Myanmar to arm, train non-Muslims in Rakhine: report
Myanmar's plans to arm and train non-Muslim residents in the troubled north of Rakhine State is likely to "aggravate an already dire human rights situation", the International Commission of Jurists, a human rights watchdog, has said.
Soldiers have flooded the Maungdaw area along Myanmar's frontier with Bangladesh in Rakhine in response to coordinated attacks on three border posts on Oct. 9 in which nine police officers were killed.
The government said a group of some 400 Rohingya Muslim militants attacked the posts. It has said five soldiers and at least 33 suspected insurgents have been killed in the military operation since then.
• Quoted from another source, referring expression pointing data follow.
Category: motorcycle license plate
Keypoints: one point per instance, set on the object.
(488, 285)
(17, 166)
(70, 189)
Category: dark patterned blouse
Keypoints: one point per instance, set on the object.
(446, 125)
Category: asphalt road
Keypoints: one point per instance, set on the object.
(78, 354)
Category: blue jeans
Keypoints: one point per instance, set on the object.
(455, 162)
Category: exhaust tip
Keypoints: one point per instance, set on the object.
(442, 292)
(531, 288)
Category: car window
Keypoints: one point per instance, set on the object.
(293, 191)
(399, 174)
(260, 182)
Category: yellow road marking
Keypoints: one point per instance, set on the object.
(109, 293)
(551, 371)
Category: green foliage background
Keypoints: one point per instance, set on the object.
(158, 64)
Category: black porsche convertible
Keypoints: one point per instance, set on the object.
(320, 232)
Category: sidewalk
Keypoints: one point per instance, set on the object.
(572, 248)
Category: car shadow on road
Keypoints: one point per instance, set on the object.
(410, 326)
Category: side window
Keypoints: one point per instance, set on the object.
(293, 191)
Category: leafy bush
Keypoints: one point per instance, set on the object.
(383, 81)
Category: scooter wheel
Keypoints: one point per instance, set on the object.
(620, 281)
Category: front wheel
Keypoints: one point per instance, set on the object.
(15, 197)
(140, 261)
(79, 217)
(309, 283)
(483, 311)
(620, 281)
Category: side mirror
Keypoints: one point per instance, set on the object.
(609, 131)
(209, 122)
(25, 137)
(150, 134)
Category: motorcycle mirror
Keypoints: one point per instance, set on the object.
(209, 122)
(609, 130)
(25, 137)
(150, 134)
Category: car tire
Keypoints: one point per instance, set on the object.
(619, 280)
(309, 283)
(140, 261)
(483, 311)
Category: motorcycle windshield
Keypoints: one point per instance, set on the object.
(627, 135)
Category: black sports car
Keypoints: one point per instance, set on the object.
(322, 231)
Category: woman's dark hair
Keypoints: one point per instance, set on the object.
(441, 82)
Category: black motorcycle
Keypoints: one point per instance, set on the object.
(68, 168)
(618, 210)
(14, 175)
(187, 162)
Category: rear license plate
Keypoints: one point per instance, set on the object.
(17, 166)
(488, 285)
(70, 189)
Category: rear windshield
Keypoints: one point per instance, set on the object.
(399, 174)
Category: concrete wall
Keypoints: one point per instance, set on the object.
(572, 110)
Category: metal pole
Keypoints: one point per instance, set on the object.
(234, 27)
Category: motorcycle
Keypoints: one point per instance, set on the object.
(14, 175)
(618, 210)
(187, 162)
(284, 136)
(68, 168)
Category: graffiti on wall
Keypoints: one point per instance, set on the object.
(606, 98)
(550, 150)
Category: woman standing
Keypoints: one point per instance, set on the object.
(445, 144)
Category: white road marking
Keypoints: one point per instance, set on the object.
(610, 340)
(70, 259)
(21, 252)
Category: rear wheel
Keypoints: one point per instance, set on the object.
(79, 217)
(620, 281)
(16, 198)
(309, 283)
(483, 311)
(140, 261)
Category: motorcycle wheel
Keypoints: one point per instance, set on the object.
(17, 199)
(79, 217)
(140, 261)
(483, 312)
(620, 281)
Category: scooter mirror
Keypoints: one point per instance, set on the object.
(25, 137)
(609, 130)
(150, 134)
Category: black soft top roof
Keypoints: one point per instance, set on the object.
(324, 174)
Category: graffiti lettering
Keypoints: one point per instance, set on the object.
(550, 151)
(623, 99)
Security forces have blocked access to aid workers and most journalists to the area. Rohingya Muslims have accused the army of summary executions, rapes and setting fire to homes of civilians. The government and the military deny that.
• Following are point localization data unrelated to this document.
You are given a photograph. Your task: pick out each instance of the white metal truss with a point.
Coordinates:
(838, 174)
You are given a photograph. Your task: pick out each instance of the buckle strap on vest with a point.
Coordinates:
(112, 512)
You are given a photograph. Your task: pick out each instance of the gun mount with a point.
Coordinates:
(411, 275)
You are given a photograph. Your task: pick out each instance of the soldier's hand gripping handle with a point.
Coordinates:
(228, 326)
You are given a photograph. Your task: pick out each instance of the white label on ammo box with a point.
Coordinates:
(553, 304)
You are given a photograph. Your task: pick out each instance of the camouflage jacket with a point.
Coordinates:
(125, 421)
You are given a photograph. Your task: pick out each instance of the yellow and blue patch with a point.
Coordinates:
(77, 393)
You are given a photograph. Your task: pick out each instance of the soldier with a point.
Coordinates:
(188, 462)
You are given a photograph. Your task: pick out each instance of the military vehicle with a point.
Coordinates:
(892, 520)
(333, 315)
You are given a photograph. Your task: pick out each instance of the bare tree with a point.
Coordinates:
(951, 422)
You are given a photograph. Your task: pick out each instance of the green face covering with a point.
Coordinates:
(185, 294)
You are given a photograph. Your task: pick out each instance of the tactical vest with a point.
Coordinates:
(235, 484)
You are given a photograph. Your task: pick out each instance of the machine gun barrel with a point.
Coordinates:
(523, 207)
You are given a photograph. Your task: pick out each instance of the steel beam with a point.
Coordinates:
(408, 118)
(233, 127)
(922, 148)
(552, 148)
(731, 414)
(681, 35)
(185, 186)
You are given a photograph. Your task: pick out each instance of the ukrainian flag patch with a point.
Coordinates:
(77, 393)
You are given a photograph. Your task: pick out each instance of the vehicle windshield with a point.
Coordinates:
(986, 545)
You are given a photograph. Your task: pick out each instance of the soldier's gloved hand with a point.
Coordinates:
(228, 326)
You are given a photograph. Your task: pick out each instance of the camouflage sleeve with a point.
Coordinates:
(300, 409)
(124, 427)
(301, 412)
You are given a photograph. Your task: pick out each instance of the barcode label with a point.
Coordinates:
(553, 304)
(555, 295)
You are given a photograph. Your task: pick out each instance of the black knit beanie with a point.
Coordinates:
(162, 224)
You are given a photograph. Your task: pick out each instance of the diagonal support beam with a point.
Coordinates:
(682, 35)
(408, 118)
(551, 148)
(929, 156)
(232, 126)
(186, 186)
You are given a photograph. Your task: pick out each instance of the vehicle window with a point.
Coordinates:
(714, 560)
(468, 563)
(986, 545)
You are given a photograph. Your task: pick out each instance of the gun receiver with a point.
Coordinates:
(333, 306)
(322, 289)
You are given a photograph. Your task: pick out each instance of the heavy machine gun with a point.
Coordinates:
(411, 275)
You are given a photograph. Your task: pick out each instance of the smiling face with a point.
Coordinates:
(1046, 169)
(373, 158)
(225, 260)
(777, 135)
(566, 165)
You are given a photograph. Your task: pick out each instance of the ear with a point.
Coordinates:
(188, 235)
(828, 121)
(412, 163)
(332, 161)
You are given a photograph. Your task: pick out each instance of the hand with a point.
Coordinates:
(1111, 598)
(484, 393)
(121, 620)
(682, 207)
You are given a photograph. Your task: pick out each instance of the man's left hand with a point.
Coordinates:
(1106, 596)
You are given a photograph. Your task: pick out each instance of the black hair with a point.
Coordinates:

Rakhine State police chief Colonel Sein Lwin told Reuters this week his force had started recruiting new "regional police" from among the ethnic Rakhine and other non-Muslim ethnic minorities in the area.
"Establishing an armed, untrained, unaccountable force drawn from only one community in the midst of serious ethnic tensions and violence is a recipe for disaster," said Sam Zarifi, ICJ's Asia Director, said in a statement on Friday.
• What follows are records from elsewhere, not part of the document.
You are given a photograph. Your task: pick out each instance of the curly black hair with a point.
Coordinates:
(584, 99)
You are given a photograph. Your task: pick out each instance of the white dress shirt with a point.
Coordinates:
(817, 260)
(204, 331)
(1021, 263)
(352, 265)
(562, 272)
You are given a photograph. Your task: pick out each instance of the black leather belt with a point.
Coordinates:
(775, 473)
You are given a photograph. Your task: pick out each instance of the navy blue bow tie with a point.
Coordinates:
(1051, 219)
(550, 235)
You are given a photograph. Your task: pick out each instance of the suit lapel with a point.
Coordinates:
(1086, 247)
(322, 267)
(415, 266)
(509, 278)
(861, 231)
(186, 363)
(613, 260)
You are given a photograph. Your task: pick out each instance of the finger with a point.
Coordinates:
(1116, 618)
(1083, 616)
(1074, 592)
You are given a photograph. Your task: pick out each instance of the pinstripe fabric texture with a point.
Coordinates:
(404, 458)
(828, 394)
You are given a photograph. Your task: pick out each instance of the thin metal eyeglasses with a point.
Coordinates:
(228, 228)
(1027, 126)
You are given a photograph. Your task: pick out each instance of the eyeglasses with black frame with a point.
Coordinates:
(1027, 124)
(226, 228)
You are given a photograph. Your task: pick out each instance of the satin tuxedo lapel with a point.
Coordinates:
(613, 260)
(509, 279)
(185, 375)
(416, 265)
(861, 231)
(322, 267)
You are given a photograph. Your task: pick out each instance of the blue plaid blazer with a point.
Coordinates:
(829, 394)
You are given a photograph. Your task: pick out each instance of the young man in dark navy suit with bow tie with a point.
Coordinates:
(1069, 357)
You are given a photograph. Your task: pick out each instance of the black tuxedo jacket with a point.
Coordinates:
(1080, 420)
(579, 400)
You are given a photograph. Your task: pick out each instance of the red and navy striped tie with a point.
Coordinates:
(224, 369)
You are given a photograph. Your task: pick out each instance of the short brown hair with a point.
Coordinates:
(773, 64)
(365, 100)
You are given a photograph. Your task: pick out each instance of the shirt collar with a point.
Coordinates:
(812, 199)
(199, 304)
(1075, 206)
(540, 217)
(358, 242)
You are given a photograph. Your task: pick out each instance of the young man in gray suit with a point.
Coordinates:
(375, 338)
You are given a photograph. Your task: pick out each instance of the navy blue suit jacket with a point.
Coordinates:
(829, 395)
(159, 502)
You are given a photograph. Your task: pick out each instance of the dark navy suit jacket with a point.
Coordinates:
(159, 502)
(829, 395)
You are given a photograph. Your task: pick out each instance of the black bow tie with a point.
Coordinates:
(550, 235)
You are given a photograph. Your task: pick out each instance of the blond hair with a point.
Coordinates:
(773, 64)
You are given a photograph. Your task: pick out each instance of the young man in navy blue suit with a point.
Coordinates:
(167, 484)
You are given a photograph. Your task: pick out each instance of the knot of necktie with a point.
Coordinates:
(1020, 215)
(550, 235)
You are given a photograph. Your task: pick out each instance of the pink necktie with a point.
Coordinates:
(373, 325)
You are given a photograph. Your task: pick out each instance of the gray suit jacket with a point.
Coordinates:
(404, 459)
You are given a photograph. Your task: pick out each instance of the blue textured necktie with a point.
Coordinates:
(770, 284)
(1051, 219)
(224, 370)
Min Aung, a minister in the Rakhine State parliament and a member of Myanmar leader Aung San Suu Kyi's National League for Democracy, said this week the recruits would help protect residents from the militants behind the Oct 9 attacks.
Deputy commander of Rakhine police, Col Thit San, contacted by Reuters on Saturday, rejected the criticism, saying there will be no problems with the force as it would be under police command.